I thought: At least I'm not a self-important moron whose only friend is her 17 year old co-worker. And by the way, your husband spent a good 10 minutes staring at my tits Monday night when he brought Jr. to storytime.

This woman and I will soon be brawling on the floor, I'm sure of it. If she's rude to me one more time I will wrap her in very sticky library tape and let the patrons throw rocks at her. They don't like her either.

TV: None
Music: Dave
Reading: HP and the Order of the Phoenix and Brick Lane
In my head: Methods of torture.


  1. As one who might have that slack-jawed-fish-face-glassy-eyed-stare-of-those-who-brag-about-not-having-read-a-book-since-high-school look, I would know better than to actually ask that to your face! Sounds like you did well with the books!

    Sounds like things are heating up in the library! I think that inviting the patrons to join in is a nice touch. Work on the webcast thing for this, too. Pay-per-view. I think you'd make a tidy little sum! And you could buy more books!!!!!

  2. She works at a LIBRARY? Does she know what she does for a living? Maybe she's bitter 'cuz she hates bks and that's what she deals w/all day...

  3. This comment has been removed by a blog administrator.

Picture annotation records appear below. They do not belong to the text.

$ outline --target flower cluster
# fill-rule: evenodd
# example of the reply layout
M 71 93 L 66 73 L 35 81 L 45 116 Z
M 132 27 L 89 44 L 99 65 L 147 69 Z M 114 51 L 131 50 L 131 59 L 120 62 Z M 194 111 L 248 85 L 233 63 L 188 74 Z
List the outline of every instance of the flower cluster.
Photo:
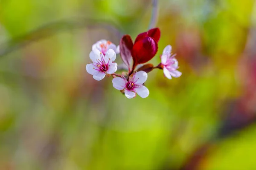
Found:
M 117 46 L 105 40 L 99 41 L 93 45 L 89 55 L 91 62 L 86 65 L 86 70 L 98 81 L 106 76 L 112 75 L 113 87 L 124 93 L 128 99 L 134 98 L 136 94 L 143 98 L 147 97 L 149 94 L 148 89 L 144 85 L 148 78 L 147 73 L 158 68 L 162 69 L 164 76 L 169 79 L 181 75 L 177 70 L 179 68 L 178 61 L 175 58 L 176 54 L 172 54 L 170 45 L 163 49 L 160 56 L 161 62 L 157 66 L 145 64 L 157 54 L 160 36 L 160 30 L 157 28 L 139 34 L 134 43 L 129 35 L 123 36 Z M 117 64 L 114 61 L 116 54 L 119 53 L 128 68 L 127 72 L 122 74 L 115 73 L 117 71 Z

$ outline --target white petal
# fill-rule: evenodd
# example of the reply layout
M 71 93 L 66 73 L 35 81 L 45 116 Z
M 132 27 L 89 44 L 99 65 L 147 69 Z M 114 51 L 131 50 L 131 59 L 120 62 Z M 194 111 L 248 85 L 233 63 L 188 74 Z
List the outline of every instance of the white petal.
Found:
M 166 64 L 168 58 L 168 55 L 167 54 L 163 54 L 162 56 L 161 56 L 161 63 L 163 65 Z
M 141 85 L 140 87 L 136 88 L 135 91 L 137 92 L 139 96 L 143 98 L 147 97 L 149 94 L 148 89 L 144 85 Z
M 116 47 L 116 54 L 118 54 L 120 53 L 120 48 L 119 47 L 119 45 L 117 45 Z
M 177 70 L 173 70 L 170 71 L 170 74 L 174 77 L 179 77 L 181 76 L 181 72 Z
M 99 48 L 98 48 L 98 43 L 96 43 L 94 44 L 93 44 L 92 47 L 92 51 L 93 51 L 93 50 L 99 50 Z
M 121 77 L 114 78 L 112 80 L 113 87 L 117 90 L 123 90 L 126 85 L 126 81 Z
M 94 75 L 96 74 L 99 71 L 93 69 L 95 66 L 92 64 L 88 64 L 86 65 L 86 71 L 90 74 Z
M 106 62 L 108 62 L 109 59 L 112 61 L 115 61 L 116 60 L 116 54 L 115 51 L 112 49 L 110 49 L 108 50 L 108 51 L 106 53 L 106 55 L 104 57 L 104 60 Z
M 116 51 L 116 45 L 114 44 L 111 43 L 108 46 L 108 50 L 109 50 L 110 49 L 112 49 L 114 51 Z
M 141 85 L 147 80 L 148 74 L 144 71 L 140 71 L 136 72 L 133 79 L 136 85 Z
M 117 70 L 117 64 L 116 62 L 113 62 L 108 68 L 107 71 L 108 74 L 113 74 Z
M 128 99 L 131 99 L 136 96 L 136 94 L 131 91 L 125 89 L 125 95 Z
M 172 46 L 170 45 L 168 45 L 165 47 L 163 51 L 163 55 L 164 54 L 170 54 L 172 52 Z
M 178 60 L 175 58 L 174 58 L 173 60 L 174 61 L 174 64 L 172 65 L 172 66 L 175 68 L 178 68 L 178 65 L 179 65 L 179 62 L 178 62 Z
M 104 73 L 98 72 L 96 74 L 94 75 L 93 77 L 96 80 L 99 81 L 103 79 L 105 77 L 105 75 L 106 74 Z
M 100 59 L 100 52 L 97 49 L 93 50 L 90 53 L 90 58 L 93 62 L 96 62 L 96 60 Z
M 172 79 L 172 76 L 171 76 L 171 74 L 170 74 L 170 73 L 168 70 L 167 70 L 165 67 L 163 67 L 163 74 L 168 79 Z

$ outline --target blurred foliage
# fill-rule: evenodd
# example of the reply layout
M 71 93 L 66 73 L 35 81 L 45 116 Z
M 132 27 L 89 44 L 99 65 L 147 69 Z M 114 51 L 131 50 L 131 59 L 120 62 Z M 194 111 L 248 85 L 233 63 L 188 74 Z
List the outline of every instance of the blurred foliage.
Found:
M 159 0 L 150 62 L 170 44 L 183 75 L 150 72 L 147 98 L 86 72 L 151 1 L 0 0 L 0 169 L 256 169 L 254 0 Z

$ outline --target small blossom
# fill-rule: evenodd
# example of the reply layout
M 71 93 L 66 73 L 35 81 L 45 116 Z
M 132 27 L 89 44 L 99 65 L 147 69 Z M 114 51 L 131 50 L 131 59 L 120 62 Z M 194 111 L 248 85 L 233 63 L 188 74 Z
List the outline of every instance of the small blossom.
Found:
M 128 99 L 136 96 L 136 93 L 143 98 L 148 96 L 149 91 L 143 85 L 148 78 L 148 74 L 143 71 L 134 73 L 129 78 L 128 81 L 124 77 L 113 79 L 113 86 L 119 90 L 125 90 L 125 94 Z
M 97 49 L 102 52 L 104 55 L 106 54 L 107 51 L 110 49 L 113 49 L 116 54 L 118 54 L 120 53 L 119 45 L 116 46 L 112 42 L 107 41 L 106 40 L 101 40 L 97 41 L 93 45 L 92 47 L 93 51 Z
M 176 69 L 179 68 L 178 61 L 175 58 L 176 54 L 172 55 L 172 46 L 166 46 L 163 51 L 161 56 L 161 64 L 163 70 L 163 74 L 169 79 L 174 77 L 179 77 L 181 73 Z
M 86 65 L 86 71 L 96 80 L 101 80 L 106 74 L 112 74 L 117 70 L 117 64 L 112 62 L 116 60 L 116 55 L 112 49 L 108 50 L 105 55 L 97 49 L 93 50 L 90 53 L 91 62 Z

  4. Hmm. Somehow I posted twice... Deleted the repeat.

  5. Os,
    See! That's the's all about knowing not to ask the question! lol

    I'll see what I can do about setting up a webcast. Maybe I could throw in some Jello and make a little more extra cash.

  6. Cher,
    No, I don't think she knows what she does. lol

  7. Andi! You never fail to amaze me. Use duct tape on the witch and stick a tampon up her nose. She obviously needs the excitement in her life.

  8. LMAOOOO!!! Diamond!!! I didn't know you ever read here...and you had to come in with me cursing like a sailor. Oh well, I do it all the time. Screw it!

    I think the duct tape/tampon idea is classic. I'll be putting that plan into action as soon as possible.

  9. Ewwww. It amazes me, the liberties people take with what they say to others.

  10. That's a lot nicer way of putting it than I did. lol I came home raving. My mother was shocked, and then I think she just wanted to be stop cursing.


    Now I can understand being an air-headed brat if you worked at The Gap or Burger King or Wal-Mart.

    Libraries and bookstores are the MECCAS of booklust and should be treated with utmost idolotry (sp?). The fact that this hussy has infiltrated the library is digusting.

    And Andi -- PLEASE list the books you bought. I'm such a book voyeur....

  12. I wanna know too, what did you buy??? How can you tell us all that and fail to include such pertinent information?

    Cause you know, we don't have lives either!

    Ha! What a bitch. Can't wait til the day you tell us to drop-kicked her in the middle of storytime. I'm all for a webcast of that!

  13. My thoughts exactly, Amanda. Oh, and our 17-year-old co-worker/bitch's best bud doesn't read. And broadcasts this fact around like it's nothin'. Urrrrg!

  14. Heather,
    I think she's about to go out on maternity leave. Maybe I won't have to drop-kick her....I might scuff my shoes!

  15. I'm always amazed that people cannot consider life without television. I killed my cable four years ago. I was raised on books, anyway. My sis and I had to read for an hour ahead of time if we wanted to watch 1/2 hour of TV. We wound up not caring for television, but being well-versed in everything that had struck our fancies.